What sets modern MGAs apart is their strategic approach to capacity management. “New marine MGAs bring additional capacity to the market and are often more willing to underwrite emerging risks traditional carriers might avoid,” D’Arcy says. “This supports clients by offering diverse and competitive solutions.”
However, challenges remain. D’Arcy cautions “the stability of MGAs depends on the long-term appetites of their capacity providers and how they navigate changing regulatory landscapes”.
Regulatory changes can increase operational demands and affect the business models, profitability, and sustainability of MGAs, she adds.
To address these challenges, D’Arcy says MGAs are diversifying their sources of capacity and prioritising strategic partnerships. “This approach ensures they are well supported even if capacity providers adjust their appetites. Partnering closely with re/insurers and focusing on balanced risk management also contributes to their long-term stability,” she adds.

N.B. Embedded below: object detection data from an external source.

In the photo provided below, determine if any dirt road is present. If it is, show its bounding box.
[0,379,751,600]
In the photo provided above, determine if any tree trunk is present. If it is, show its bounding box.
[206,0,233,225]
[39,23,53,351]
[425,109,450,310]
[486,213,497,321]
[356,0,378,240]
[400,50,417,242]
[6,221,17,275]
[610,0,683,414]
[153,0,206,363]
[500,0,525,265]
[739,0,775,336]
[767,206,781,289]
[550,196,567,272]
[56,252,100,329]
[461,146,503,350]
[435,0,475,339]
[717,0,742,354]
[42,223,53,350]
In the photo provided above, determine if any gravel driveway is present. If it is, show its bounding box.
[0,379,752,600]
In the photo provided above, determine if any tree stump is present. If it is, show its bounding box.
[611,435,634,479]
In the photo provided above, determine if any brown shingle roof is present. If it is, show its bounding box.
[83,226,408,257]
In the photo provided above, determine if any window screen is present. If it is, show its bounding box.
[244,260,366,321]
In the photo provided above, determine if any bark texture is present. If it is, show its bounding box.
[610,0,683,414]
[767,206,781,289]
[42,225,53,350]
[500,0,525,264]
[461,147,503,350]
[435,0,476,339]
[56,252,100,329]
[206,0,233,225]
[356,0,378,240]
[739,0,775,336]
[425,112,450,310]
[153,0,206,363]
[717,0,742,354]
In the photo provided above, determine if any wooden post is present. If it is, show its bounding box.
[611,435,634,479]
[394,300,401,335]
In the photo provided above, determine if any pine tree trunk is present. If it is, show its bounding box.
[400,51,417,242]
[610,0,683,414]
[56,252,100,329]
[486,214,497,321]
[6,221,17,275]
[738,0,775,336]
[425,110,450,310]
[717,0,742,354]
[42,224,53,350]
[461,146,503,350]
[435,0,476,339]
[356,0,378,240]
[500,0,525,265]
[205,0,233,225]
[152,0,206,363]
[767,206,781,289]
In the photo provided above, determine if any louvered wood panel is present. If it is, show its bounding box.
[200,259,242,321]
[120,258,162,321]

D’Arcy’s observation MGAs are often more willing to underwrite emerging risks traditional carriers might avoid points to their likely expanding role in the years ahead. As shipping routes shift, vessels adapt to new environmental regulations and cyber threats evolve, the industry will need underwriters who can move quickly and think creatively. The marine MGA, it seems, is no longer just an alternative – it is increasingly becoming the market’s answer to a raft of unabating and all-too-inevitable challenges.